Speaking for many, Dana Perino wrote yesterday on National Review:
I used to enjoy reading Maureen Dowd. I think she has a way with words and at times she even promotes thinking outside of conventional wisdom. Unfortunately, those columns are few and far between. Reading her column in the Sunday New York Times irritated me. I guess that’s her specialty – irritation.
I remember once after I’d left the White House I mentioned one of her columns to a friend and the friend said, “You know, you don’t have to read that stuff any more . . . you graduated.” But I’m a news junkie; I can’t help myself. Kind of like some women and chocolate. Whoops! Sorry – did I say something stereotypical and uncalled for?
That’s exactly what her column about mean Republican and conservative women is – stereotypical and uncalled for.
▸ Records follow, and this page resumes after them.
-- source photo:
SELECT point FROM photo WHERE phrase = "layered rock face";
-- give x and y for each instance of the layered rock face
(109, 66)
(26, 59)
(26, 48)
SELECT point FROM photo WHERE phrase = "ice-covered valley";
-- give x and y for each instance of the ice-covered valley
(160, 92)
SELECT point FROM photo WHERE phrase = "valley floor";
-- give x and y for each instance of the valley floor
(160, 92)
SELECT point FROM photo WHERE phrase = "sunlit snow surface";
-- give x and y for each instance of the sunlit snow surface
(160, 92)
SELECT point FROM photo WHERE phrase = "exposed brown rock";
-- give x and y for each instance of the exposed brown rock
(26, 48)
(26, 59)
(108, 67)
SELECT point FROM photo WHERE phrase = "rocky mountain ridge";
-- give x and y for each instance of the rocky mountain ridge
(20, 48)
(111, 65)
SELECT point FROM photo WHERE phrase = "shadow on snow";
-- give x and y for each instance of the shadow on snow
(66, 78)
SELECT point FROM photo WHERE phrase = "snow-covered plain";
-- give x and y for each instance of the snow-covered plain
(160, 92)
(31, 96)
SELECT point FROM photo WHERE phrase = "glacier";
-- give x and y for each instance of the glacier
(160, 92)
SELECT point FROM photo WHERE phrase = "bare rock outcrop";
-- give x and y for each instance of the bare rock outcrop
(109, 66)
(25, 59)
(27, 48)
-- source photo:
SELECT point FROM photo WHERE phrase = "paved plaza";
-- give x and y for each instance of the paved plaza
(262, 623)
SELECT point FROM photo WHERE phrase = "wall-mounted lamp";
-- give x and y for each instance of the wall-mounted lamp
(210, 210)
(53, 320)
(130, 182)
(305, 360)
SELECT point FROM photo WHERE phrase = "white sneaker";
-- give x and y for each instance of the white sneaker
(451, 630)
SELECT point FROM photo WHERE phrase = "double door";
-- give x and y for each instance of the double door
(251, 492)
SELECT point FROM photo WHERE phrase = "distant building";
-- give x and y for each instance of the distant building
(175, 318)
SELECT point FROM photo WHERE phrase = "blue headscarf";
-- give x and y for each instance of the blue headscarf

She lists the usual suspects – as in, those expected to win. Yet reading her piece I keep thinking, has she met any of those women? Does she still feel that way after walking away? I’m fortunate to meet a lot of women from both sides of the aisle – and with few exceptions I like them all. I certainly don’t think any of them are mean. Can women have moments they aren’t proud of? Sure. But to write all conservative and Republican women off as mean is . . . mean.
Here’s the really spiteful part of Dowd’s column: Dowd was attending an event for Janet Brewer in the broiling sun. When Dowd’s Irish skin began to tan, she felt she had to make a get-away, lest Brewer punish her for being brown. This is despicable. Brewer is concerned not with the color of anybody’s skin but with whether there are here legally or illegally. There is a big difference, but apparently it is too subtle for Ms. Dowd.
Carrie captures this perfectly:
[Dows] starts the column feigning nervousness that Arizona governor Jan Brewer would have forced the sunburned Dowd to “run for [her] life across the desert,” since Brewer has “declared open season on anyone with a suspicious skin tone in her state.”
This isn’t funny or insightful. It’s ridiculous. If Dowd is trying to say she thinks Arizona’s new immigration law permitting state law enforcement to inquire about immigration status is unfair to Latino and other minority populations (a point that’s been made a billion times and isn’t particularly topical), she’s failed. If her point was to show the stupidity of opponents of the law who exaggerate its potential harm, she’s come much closer. Yet somehow I don’t think the latter was her intention.